= Deutsche Film- und Medienbewertung (FBW) =

German federal authority

The Deutsche Film- und Medienbewertung (FBW; formerly the Filmbewertungsstelle Wiesbaden) is a German federal authority for evaluating and rating film and media, located at Biebrich Palace in Wiesbaden.

==History==
It was founded by resolution on August 20, 1951 by a regular assembly of all German state ministers of education (Kultusministerkonferenz). The FBW, overseen by the Hessian Ministry for Science and the Arts, renders an expert opinion on films. Its two certification marks for outstanding quality are "worthwhile" (Wertvoll) and "especially worthwhile" (Besonders wertvoll).

In case of winning a mark, screenwriters, directors and other film artists receive so-called reference points; these make it easier for filmmakers to receive subsidies for future projects. Likewise, films rated as "worthwhile" or "especially worthwhile" are subject to lower entertainment taxes, depending on the specific state laws. Films are rated separately by genre. For example, the same jury rated two films – Hellboy II: The Golden Army and Das weiße Band – in the same meeting, and awarded them both an especially worthwhile.

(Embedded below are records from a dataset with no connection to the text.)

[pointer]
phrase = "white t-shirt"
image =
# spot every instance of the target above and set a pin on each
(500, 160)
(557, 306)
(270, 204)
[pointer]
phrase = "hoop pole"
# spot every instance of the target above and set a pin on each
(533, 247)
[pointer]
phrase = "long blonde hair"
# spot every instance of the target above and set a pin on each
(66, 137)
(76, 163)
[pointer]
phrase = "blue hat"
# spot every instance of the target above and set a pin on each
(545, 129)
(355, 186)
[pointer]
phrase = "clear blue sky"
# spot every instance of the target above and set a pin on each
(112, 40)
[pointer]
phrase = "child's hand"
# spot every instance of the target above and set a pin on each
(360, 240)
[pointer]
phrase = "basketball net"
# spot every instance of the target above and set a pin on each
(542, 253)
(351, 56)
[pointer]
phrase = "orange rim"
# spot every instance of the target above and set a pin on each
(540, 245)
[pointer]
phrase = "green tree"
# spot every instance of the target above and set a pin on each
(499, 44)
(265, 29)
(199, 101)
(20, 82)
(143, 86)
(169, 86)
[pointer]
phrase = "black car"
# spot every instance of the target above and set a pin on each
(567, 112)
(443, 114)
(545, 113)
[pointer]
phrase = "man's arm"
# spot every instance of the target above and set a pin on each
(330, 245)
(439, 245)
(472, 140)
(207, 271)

The first film to be reviewed and decorated by this institution was Peter Lorre's directorial debut, Der Verlorene. In 1988, the FBW was heavily criticized for awarding a worthwhile rating to Rambo III.

The FBW and the Freiwillige Selbstkontrolle der Filmwirtschaft (Voluntary Self Regulation of the Movie Industry, also known as FSK), also based in Wiesbaden, work independently from each other. The FSK (similar to the British Board of Film Classification) manages a motion picture rating system with regard to the eligibility of films for children, and concentrates on how old viewers must be before they might be allowed to consume the examined media without the company of an adult. While the FSK has a remit to examine all media before they can be sold in Germany, the FBW audits all films that can be legally distributed in Germany. Films are audited on request, for a fee of about 20 Euros per minute. The 85 judges who adjudicate films in teams of five are paid on a nominal basis at 20 Euros per day, plus expenses.

Because the FBW's ratings are valuable in marketing films and DVDs, most commercial productions are audited by the FBW – even though any student filmmaker can have his or her short film rated by the FBW, too.